Esta exposición de la Casa Encendida me pareció insulsa al entrar, pero sus texturas se me fueron enmarañando en los ojos, algo querían decirme y no sabía qué. Empecé a moverme errático de un dibujo a otro, escuchando nervioso, como poseído,
exacerbando a la vigilante que no conocía mis intenciones. Ni yo mismo las sabía.

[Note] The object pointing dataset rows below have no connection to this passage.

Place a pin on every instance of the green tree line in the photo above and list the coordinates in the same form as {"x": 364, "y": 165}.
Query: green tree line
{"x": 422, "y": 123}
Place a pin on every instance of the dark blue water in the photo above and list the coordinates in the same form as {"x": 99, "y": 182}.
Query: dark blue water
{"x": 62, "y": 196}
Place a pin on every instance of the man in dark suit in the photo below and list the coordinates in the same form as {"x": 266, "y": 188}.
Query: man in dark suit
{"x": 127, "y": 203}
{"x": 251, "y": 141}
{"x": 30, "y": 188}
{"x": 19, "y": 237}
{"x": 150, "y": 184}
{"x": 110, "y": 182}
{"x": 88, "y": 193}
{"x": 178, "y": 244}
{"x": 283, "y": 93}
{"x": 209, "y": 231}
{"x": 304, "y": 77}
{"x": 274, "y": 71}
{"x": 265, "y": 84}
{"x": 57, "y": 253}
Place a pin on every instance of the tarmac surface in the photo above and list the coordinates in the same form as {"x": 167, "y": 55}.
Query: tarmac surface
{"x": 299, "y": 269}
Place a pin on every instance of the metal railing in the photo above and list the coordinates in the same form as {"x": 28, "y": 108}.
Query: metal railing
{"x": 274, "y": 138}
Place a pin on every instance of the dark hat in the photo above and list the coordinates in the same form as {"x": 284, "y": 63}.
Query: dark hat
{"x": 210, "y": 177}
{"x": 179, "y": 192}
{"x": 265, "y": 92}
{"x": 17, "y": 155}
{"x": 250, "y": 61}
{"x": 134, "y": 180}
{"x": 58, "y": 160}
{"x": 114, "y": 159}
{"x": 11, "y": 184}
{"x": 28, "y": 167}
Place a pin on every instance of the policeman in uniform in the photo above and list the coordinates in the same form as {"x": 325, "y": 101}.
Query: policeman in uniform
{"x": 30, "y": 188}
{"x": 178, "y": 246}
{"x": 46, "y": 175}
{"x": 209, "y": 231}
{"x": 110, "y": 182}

El dibujo es un sismógrafo que delata las
sacudidas internas del dibujante. Quien dibuja, a pesar de mantener una postura
exterior estática y ausente, está en plena turbulencia, canalizando hacia su
mano todas las energías que se apelotonan en su interior, intentando ordenarlas en
sus trazos.
El lápiz se mueve, a
veces por los temblores destilados de las vísceras (corazón, hígado,
criadillas, ovarios, sesos), otras el impulso lo da un convencimiento difuso o un conjunto de
líneas y brillos exteriores, en ocasiones incluso es el tiempo el que toma el control. Algunos piensan que realmente es el lápiz quien se expresa, dejando el rastro
negro de su alma sobre el lecho del papel.
No sé desde dónde dibuja Oehlen, pero sus
dibujos fueron un detonante. Esos garabatos infantiles llenos de texturas me
urgían a agarrar de nuevo el pincel, porque el embalse está rebosando dentro, y
me queda menos tiempo del que imagino.